Monday, June 15, 2009
More Book Reviews for Loyola Press
During my 8 day retreat, I was able to read two other books from Loyola Press of which I would like to offer my own thoughts. The first book is entitled An Ignatian Spirituality Reader: Contemporary Writings on St. Ignatius of Loyola, the Spiritual Exercises, Discernment, and More by George Traub, SJ and A Friendship Like No Other: Experiencing God's Amazing Embrace by William Barry, SJ.
I think both books have some great material in them, and I would give both of them two thumbs up.
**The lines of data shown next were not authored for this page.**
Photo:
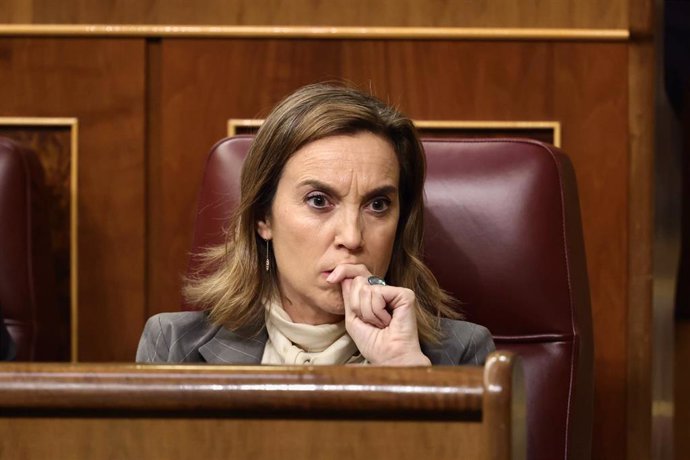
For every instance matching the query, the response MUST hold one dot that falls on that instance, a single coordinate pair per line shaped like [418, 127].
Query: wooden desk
[87, 411]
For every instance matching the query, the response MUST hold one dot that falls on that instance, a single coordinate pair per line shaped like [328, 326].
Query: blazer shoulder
[462, 342]
[175, 337]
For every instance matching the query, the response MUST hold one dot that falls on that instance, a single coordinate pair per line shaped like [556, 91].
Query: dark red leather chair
[503, 234]
[27, 278]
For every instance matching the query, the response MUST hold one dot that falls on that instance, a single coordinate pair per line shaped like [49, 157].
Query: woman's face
[336, 203]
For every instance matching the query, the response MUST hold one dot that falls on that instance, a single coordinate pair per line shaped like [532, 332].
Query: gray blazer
[188, 337]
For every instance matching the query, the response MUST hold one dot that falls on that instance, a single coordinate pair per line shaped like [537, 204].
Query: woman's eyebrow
[381, 191]
[322, 186]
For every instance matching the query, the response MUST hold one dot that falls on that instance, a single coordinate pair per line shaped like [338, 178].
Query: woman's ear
[263, 228]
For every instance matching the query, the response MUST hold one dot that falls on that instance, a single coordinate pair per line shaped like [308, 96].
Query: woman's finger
[345, 271]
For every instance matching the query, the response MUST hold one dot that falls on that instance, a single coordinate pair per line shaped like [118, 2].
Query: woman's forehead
[363, 158]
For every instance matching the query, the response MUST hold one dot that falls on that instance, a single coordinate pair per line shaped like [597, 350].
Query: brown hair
[236, 283]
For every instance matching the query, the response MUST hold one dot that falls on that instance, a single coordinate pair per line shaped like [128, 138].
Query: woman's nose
[349, 231]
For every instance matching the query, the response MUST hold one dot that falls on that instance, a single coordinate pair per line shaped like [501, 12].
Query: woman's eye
[318, 201]
[380, 204]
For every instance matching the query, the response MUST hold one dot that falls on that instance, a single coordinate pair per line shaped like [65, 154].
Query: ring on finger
[376, 281]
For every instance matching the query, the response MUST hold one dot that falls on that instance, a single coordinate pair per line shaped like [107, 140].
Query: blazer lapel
[228, 347]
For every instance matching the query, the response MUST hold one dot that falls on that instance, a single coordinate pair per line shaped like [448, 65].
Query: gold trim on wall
[73, 125]
[235, 124]
[554, 126]
[315, 32]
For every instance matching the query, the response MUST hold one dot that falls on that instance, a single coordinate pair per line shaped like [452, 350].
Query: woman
[322, 263]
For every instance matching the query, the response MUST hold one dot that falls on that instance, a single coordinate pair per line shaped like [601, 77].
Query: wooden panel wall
[149, 110]
[101, 83]
[429, 13]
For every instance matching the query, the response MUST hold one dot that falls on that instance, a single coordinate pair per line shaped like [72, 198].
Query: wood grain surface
[100, 82]
[429, 13]
[128, 411]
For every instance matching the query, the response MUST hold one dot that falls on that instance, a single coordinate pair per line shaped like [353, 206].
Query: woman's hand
[380, 319]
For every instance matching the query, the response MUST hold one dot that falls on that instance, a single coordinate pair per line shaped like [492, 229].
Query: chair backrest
[28, 295]
[502, 234]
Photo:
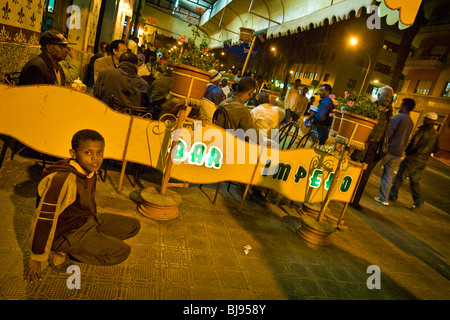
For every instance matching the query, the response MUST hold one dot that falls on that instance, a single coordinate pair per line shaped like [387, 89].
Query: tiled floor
[200, 255]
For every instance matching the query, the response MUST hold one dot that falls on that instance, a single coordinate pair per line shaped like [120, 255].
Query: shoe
[355, 205]
[257, 194]
[62, 267]
[378, 199]
[416, 206]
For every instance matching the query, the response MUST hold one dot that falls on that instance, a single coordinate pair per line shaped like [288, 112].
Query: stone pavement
[200, 255]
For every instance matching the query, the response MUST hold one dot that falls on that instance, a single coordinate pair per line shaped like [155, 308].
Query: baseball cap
[214, 75]
[431, 115]
[53, 37]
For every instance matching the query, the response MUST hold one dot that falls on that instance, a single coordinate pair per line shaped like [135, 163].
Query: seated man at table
[124, 85]
[239, 114]
[45, 68]
[321, 120]
[266, 116]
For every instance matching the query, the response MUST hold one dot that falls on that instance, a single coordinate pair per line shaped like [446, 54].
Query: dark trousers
[371, 159]
[100, 240]
[412, 168]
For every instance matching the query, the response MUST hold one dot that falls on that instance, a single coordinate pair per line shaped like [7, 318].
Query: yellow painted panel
[46, 117]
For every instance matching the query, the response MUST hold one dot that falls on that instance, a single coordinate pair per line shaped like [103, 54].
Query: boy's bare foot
[59, 261]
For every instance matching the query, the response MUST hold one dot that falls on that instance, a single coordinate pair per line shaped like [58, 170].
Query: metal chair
[119, 106]
[284, 133]
[222, 119]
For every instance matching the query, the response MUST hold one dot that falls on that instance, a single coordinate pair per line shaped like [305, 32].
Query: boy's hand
[33, 270]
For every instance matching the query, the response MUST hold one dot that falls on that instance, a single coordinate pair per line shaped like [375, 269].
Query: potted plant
[274, 92]
[354, 119]
[188, 64]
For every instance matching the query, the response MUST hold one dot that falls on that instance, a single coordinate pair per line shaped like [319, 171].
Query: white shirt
[291, 99]
[265, 116]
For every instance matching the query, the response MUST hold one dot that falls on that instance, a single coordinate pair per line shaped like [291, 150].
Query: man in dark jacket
[401, 128]
[424, 142]
[213, 92]
[44, 69]
[321, 120]
[122, 87]
[377, 142]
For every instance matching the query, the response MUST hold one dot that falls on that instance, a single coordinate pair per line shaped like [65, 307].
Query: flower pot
[189, 82]
[337, 115]
[272, 96]
[246, 34]
[354, 130]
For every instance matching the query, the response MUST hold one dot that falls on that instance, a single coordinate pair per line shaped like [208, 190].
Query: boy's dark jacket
[65, 201]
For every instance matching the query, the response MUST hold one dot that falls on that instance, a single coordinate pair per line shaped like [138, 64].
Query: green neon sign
[199, 154]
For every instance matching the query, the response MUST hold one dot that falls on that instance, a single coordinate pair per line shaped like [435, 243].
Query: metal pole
[367, 72]
[248, 55]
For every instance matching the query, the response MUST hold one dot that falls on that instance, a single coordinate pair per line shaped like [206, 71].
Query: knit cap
[215, 75]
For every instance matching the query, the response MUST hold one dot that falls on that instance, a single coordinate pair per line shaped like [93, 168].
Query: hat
[53, 37]
[431, 115]
[215, 75]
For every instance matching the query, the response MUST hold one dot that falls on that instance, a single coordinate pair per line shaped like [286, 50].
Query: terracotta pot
[245, 34]
[354, 130]
[189, 82]
[272, 96]
[337, 115]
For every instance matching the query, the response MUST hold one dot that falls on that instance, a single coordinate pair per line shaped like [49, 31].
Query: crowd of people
[119, 75]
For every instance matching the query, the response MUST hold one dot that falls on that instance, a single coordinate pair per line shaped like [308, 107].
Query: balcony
[431, 62]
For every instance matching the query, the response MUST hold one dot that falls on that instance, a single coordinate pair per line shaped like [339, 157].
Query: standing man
[301, 105]
[45, 68]
[424, 142]
[376, 142]
[213, 92]
[117, 47]
[291, 100]
[399, 133]
[321, 120]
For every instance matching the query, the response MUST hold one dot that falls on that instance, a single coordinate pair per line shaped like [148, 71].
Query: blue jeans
[412, 168]
[389, 163]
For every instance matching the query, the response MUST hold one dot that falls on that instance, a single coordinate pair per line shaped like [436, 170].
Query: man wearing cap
[116, 48]
[401, 128]
[213, 92]
[142, 67]
[122, 87]
[44, 69]
[424, 143]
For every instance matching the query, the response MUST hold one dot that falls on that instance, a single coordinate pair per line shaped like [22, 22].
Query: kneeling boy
[66, 221]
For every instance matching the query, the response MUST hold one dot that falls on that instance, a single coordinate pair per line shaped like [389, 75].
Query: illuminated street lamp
[354, 41]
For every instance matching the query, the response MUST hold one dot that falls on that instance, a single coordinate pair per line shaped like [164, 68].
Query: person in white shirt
[142, 67]
[225, 87]
[301, 106]
[291, 100]
[265, 116]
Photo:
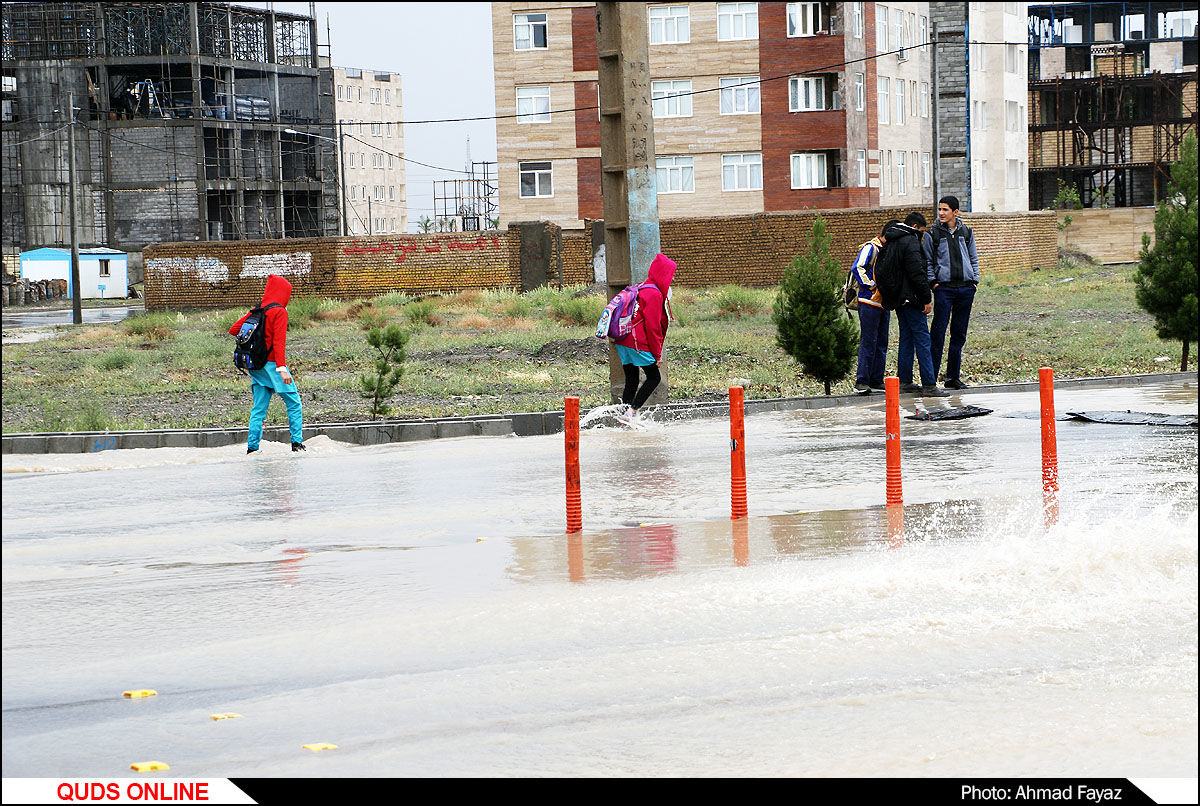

Traub's book is actually a collection of essays on the following topics: the life of St. Ignatius, finding God in all things, prayer, the Spiritual Exercises, and Discernment. Here, Traub offers to us well-written essays from a variety of authors on these specific topics. Furthermore, at the end of each section, he offers other recommended readings in case the reader is interested in continuing her/his exploration on a specific topic. The essays that Traub offers us, then, are not meant to be the definitive word on these topics.
Personally, I loved this book. I felt that many of these essays articulate Ignatian Spirituality very well. During my retreat, I definitely felt that my reading of these essays enriched my understanding of it. Also, since Traub offers us more than one essay per topic, I was not getting just one perspective. I appreciated, therefore, the variety of viewpoints on Ignatian Spirituality--viewpoints which, although different, were not contrary to one another. For anyone who is interested in learning about or enriching their understanding of Ignatian Spirituality, I highly recommend this book. It is an excellent resource in so many different ways.
Out of all of the Loyola Press books that I have read, this one is probably the most academic in nature. Yet, it is also very personable at the same time.
There's is actually a companion volume to this reader, entitled A Jesuit Education Reader. I would imagine that this book would be of great interest to teachers and educators in our Jesuit institutions.
Now, on to Barry's book, which I also enjoyed very much. In his introduction, Barry writes: "What I hope you will find in this book is an invitation to engage in a relationship of friendship with God and in a dialogue with me. In the book, I do not provide answers so much as make suggestions and ask you to either try a suggested approach or reflect on your own experience in light of my suggestions. I hope that this will help you become a friend of God; the book will not attain my purpose if all you get out of it are ideas" (xviii). Barry writes in a way that is meant to engage you. Littered throughout his book are probing questions and exercises that he asks you to consider. If the reader does not feel moved to reflect and engage these, the book will likely lose much of its flavor.
Much of the book is meant to explore the question: what does God want in creating us? Barry answers this question with the title of his book. He writes: "My stand is that what God wants is friendship." Because of my experience both as a student in Jesuit institutions as well as being a Jesuit myself, this understanding of God that Barry proposes is very much in line with my own belief in God. In my own prayer, I have experienced God as One who is very personable with me, who loves me deeply, and who desires to grow in relationship withe me (I'm sure Aquinas would have his own views on this matter). Thus, what Barry does is this book is not radically new for me.
Barry, however, seems to write this book more specifically for those who have a difficult time relating to God in this fashion (everyone has a history). Barry is aware of the complexities involved in his view that God wants friendship with us and is not afraid to engage these complexities. I applaud him for his courage to tackle some of these difficult questions, and I think many will be quite moved by some of his responses.
For those who are seeking to have friendship with God, or even for those who think friendship is not possible, I highly recommend this book. Just be prepared to engage it!